Scientific classification
- Kingdom: Plantae
- Clade: Tracheophytes
- Clade: Angiosperms
- Clade: Eudicots
- Clade: Asterids
- Order: Asterales
- Family: Asteraceae
- Genus: Lygodesmia
- Species: L. texana
- Binomial name: Lygodesmia texana (Torr. & A.Gray) Greene ex Small
- Synonyms: Lygodesmia aphylla var. texana Torr. & A.Gray

= Lygodesmia texana =

- Genus: Lygodesmia
- Species: texana
- Authority: (Torr. & A.Gray) Greene ex Small
- Conservation status: G5
- Synonyms: Lygodesmia aphylla var. texana Torr. & A.Gray

Species of plant

Lygodesmia texana, the Texas skeleton plant, is a species of flowering plant in the family Asteraceae, native to the US states of New Mexico, Texas, and Oklahoma, and to northeastern Mexico. A perennial reaching at most 2 ft, it prefers to grow on well-drained limestone soil and blooms from April to August.

== Description ==
The Texas skeleton plant has a wide, light purple flower at the end of a thin and leafless stem, typically 12-24 inches in height.
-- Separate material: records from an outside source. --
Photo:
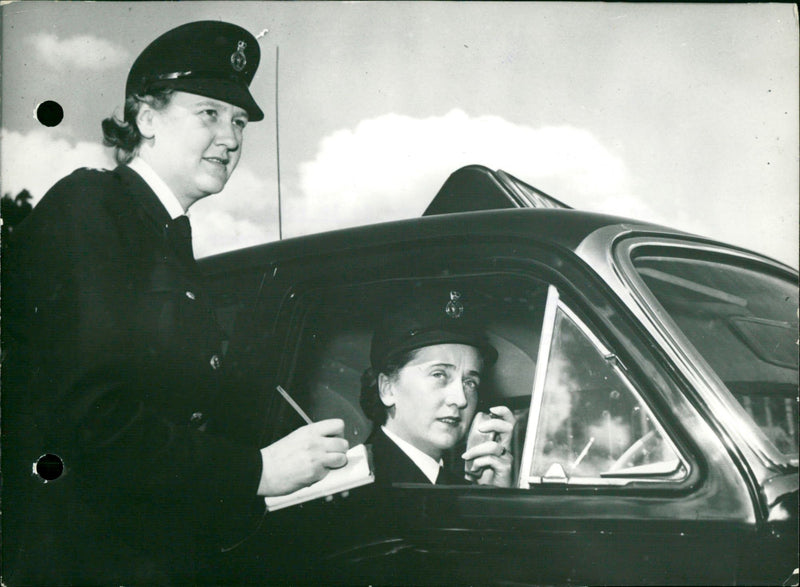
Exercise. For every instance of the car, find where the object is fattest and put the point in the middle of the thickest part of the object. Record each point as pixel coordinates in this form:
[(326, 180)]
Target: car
[(653, 374)]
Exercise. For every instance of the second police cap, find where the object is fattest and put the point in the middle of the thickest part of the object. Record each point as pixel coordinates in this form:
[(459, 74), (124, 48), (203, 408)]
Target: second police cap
[(209, 58), (440, 317)]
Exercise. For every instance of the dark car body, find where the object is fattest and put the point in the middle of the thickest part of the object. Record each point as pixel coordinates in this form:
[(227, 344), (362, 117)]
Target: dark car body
[(653, 374)]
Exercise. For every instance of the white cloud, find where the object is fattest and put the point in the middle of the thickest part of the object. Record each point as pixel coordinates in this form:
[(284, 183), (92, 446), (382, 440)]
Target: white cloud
[(36, 160), (390, 167), (242, 215), (78, 52)]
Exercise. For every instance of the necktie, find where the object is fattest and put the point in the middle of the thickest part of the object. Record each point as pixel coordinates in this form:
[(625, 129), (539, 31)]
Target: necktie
[(180, 231)]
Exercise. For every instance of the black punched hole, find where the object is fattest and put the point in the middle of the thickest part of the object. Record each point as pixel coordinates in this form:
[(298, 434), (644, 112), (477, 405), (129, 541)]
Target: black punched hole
[(50, 113), (49, 467)]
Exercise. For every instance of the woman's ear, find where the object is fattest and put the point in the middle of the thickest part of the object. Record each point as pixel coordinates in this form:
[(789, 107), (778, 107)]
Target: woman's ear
[(386, 390), (145, 119)]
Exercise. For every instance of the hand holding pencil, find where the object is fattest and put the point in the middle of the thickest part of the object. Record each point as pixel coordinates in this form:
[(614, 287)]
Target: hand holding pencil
[(302, 457)]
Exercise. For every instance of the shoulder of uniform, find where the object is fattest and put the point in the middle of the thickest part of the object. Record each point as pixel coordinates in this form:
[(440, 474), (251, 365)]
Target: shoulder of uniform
[(83, 188)]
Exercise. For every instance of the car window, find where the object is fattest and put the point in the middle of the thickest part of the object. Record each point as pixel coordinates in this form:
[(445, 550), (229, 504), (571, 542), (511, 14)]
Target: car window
[(591, 425), (335, 326), (744, 322)]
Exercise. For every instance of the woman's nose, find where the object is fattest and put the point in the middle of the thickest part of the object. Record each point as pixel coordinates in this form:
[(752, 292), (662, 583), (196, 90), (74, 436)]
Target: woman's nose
[(455, 394), (227, 135)]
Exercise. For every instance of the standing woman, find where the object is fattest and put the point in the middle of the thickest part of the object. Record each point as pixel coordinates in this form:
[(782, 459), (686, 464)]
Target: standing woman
[(112, 357)]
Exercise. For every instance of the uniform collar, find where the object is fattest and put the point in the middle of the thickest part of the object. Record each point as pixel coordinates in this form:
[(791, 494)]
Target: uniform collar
[(427, 464), (159, 187)]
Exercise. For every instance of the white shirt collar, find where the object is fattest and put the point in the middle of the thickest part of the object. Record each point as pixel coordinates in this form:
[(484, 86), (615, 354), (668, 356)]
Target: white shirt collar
[(161, 189), (427, 464)]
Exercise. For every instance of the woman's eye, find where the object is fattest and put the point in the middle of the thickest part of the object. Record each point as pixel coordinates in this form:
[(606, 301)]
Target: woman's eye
[(471, 384)]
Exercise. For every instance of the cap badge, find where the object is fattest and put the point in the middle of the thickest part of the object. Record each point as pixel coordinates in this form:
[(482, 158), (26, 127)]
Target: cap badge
[(454, 307), (238, 58)]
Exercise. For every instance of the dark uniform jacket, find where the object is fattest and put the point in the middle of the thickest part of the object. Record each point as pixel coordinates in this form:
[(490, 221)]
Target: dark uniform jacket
[(392, 465), (112, 361)]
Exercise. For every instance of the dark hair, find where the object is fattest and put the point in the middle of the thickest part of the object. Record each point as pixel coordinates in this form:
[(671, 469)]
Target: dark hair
[(124, 134), (370, 399)]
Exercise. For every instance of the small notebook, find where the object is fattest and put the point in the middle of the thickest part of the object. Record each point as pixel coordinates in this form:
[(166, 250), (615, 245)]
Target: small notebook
[(355, 473)]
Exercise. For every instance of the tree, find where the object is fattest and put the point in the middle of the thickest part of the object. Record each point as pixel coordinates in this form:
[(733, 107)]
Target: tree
[(14, 210)]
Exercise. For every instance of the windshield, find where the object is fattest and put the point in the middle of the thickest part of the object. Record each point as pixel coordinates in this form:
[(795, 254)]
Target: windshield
[(745, 324)]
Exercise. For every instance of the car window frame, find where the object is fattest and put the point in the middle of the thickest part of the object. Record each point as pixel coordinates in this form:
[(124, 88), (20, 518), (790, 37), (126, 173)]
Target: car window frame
[(525, 480)]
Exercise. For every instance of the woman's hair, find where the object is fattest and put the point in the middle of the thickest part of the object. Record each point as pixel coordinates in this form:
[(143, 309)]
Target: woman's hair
[(370, 399), (123, 134)]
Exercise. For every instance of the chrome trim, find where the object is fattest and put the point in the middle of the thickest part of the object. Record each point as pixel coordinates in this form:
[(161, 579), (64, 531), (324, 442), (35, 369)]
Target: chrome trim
[(608, 251), (616, 365), (543, 358)]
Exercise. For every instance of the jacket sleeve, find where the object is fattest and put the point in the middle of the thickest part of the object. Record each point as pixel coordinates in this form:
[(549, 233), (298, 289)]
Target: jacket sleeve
[(114, 402)]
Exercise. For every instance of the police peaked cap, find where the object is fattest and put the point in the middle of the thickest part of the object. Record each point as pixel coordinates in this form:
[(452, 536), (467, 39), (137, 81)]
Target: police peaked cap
[(209, 58), (443, 317)]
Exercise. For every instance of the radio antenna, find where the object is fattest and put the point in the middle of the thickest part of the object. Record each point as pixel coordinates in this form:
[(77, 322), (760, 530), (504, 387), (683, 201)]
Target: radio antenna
[(278, 146)]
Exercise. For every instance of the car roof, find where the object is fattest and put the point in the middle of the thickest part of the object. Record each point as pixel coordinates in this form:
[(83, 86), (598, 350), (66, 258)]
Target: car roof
[(563, 228)]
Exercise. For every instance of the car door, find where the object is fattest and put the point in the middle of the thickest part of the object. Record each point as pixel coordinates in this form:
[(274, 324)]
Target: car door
[(619, 478)]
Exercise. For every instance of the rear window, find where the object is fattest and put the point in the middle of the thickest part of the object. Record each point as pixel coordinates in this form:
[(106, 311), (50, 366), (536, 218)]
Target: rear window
[(745, 324)]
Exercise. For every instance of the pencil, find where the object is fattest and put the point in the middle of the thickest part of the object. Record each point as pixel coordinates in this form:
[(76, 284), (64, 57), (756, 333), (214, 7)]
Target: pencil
[(293, 403)]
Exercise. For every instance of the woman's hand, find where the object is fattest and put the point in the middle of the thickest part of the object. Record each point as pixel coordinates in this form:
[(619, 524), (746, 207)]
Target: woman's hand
[(302, 457), (490, 462)]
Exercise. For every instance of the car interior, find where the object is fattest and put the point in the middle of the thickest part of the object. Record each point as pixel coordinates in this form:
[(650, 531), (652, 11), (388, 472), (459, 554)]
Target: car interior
[(337, 326)]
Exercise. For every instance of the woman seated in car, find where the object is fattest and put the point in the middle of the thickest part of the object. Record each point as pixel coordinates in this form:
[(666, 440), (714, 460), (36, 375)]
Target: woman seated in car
[(421, 392)]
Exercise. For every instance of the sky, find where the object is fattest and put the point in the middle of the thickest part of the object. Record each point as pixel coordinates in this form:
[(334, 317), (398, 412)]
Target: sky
[(681, 114)]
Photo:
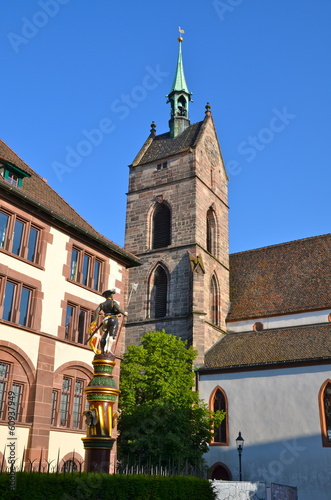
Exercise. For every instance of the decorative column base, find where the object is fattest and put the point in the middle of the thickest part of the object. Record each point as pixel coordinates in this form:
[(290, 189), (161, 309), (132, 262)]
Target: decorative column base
[(101, 395)]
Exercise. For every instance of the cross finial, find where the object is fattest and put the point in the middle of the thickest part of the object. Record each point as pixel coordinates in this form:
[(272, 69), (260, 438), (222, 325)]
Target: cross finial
[(181, 31)]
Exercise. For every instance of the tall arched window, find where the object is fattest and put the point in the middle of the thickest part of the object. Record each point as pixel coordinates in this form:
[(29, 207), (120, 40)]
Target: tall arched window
[(325, 412), (161, 226), (218, 401), (159, 293), (211, 232), (214, 306)]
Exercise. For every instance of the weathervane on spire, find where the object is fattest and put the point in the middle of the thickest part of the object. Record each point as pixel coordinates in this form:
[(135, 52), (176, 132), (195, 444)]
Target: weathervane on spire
[(180, 38)]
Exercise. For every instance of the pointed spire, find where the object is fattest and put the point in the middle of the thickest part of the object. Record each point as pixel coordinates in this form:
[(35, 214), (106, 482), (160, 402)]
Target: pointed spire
[(179, 83), (179, 97)]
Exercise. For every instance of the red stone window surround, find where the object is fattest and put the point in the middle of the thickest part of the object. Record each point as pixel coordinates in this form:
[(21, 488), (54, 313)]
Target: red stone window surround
[(20, 299), (14, 389), (69, 399), (23, 236), (76, 318), (325, 413), (85, 267), (219, 401)]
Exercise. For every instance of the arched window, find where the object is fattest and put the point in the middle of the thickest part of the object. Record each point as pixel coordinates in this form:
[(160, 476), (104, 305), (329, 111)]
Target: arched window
[(325, 412), (14, 388), (214, 306), (218, 401), (161, 226), (211, 232), (159, 293)]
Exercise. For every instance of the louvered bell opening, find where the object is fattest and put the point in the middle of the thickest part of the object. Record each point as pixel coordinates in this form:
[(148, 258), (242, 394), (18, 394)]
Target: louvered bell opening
[(160, 293), (161, 226)]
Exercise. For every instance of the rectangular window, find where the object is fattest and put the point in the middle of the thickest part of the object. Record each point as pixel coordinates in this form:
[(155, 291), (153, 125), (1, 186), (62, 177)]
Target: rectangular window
[(4, 374), (85, 269), (54, 407), (16, 303), (77, 404), (18, 236), (4, 220), (77, 322), (17, 389), (96, 275), (65, 401)]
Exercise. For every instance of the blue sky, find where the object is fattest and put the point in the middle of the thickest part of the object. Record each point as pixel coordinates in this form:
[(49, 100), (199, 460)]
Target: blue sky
[(82, 81)]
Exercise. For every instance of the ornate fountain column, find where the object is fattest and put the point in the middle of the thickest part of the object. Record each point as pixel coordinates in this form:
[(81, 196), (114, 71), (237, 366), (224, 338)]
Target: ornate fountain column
[(100, 418)]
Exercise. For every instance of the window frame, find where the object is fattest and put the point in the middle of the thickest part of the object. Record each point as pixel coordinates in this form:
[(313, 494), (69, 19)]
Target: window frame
[(225, 422), (16, 302), (326, 441), (64, 406), (88, 279), (72, 331), (24, 249), (166, 221), (5, 403)]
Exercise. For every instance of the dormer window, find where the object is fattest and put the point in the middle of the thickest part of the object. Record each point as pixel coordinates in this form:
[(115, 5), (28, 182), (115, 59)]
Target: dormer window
[(11, 174)]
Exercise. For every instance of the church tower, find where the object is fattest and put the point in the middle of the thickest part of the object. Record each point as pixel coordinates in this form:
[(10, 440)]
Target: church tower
[(177, 224)]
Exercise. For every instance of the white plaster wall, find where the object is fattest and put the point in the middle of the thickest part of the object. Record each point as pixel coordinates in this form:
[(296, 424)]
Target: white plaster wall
[(54, 282), (22, 267), (25, 340), (277, 412), (65, 353), (65, 442), (307, 318)]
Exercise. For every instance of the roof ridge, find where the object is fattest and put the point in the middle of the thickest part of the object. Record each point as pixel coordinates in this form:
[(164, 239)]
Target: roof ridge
[(291, 242)]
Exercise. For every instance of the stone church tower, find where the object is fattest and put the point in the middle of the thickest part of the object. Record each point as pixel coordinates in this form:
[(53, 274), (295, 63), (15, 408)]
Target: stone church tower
[(177, 224)]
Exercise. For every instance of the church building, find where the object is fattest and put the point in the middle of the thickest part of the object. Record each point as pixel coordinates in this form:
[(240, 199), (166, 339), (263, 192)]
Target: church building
[(260, 320)]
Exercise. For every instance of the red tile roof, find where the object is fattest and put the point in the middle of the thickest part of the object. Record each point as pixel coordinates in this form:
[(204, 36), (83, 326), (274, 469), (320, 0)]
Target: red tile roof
[(288, 278), (163, 146), (270, 347), (36, 191)]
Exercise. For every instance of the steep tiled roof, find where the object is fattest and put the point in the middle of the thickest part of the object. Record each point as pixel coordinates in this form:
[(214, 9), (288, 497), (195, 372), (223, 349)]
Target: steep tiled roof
[(281, 345), (287, 278), (163, 146), (36, 191)]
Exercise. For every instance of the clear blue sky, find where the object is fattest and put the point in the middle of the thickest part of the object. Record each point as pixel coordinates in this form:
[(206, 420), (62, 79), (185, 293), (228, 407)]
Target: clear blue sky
[(71, 66)]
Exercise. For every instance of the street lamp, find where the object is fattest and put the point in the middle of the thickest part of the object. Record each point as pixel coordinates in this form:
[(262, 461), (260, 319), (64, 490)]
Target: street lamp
[(240, 445)]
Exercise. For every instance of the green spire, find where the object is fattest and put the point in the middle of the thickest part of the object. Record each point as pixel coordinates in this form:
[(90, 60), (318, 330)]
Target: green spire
[(179, 97), (179, 83)]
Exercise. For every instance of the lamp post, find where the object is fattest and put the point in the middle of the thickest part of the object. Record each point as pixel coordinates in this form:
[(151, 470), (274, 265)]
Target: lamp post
[(240, 445)]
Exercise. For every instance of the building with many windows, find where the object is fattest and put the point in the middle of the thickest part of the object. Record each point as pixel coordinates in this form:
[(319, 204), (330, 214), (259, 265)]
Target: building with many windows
[(53, 268)]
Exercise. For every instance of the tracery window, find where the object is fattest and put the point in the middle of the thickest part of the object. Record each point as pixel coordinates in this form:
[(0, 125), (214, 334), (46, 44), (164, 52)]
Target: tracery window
[(159, 293), (325, 412), (211, 232), (214, 304), (219, 402), (161, 226)]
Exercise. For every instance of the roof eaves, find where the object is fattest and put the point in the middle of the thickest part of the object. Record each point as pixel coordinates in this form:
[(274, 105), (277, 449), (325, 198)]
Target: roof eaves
[(123, 255)]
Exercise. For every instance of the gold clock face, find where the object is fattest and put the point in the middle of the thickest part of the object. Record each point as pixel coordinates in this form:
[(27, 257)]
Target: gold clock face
[(212, 151)]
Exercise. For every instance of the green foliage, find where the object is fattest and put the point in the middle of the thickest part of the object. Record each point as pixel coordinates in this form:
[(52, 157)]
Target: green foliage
[(34, 486), (162, 419)]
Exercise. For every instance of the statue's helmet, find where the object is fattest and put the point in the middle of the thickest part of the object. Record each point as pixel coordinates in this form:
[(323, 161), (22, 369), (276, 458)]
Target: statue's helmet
[(108, 293)]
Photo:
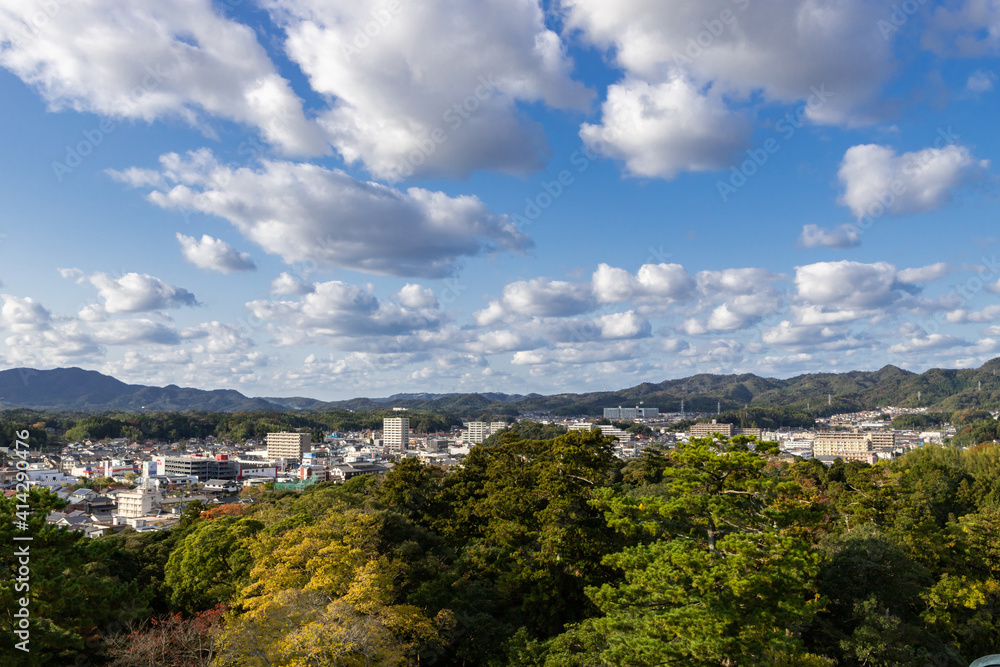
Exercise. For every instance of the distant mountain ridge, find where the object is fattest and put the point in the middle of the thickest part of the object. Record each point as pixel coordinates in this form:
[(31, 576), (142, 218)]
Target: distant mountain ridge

The base of the plant has a handful of small leaves. Only one flower blooms at the end of each stem at a time, and it features 8-12 light purple petals with a white center. The stems bleed sap when broken which can form into a gum.

== Name origin ==
The common name derives from the bare, leafless stem that grows at odd angles, resembling something skeletal. Other names include Texas skeleton weed, purple dandelion, and flowering straw.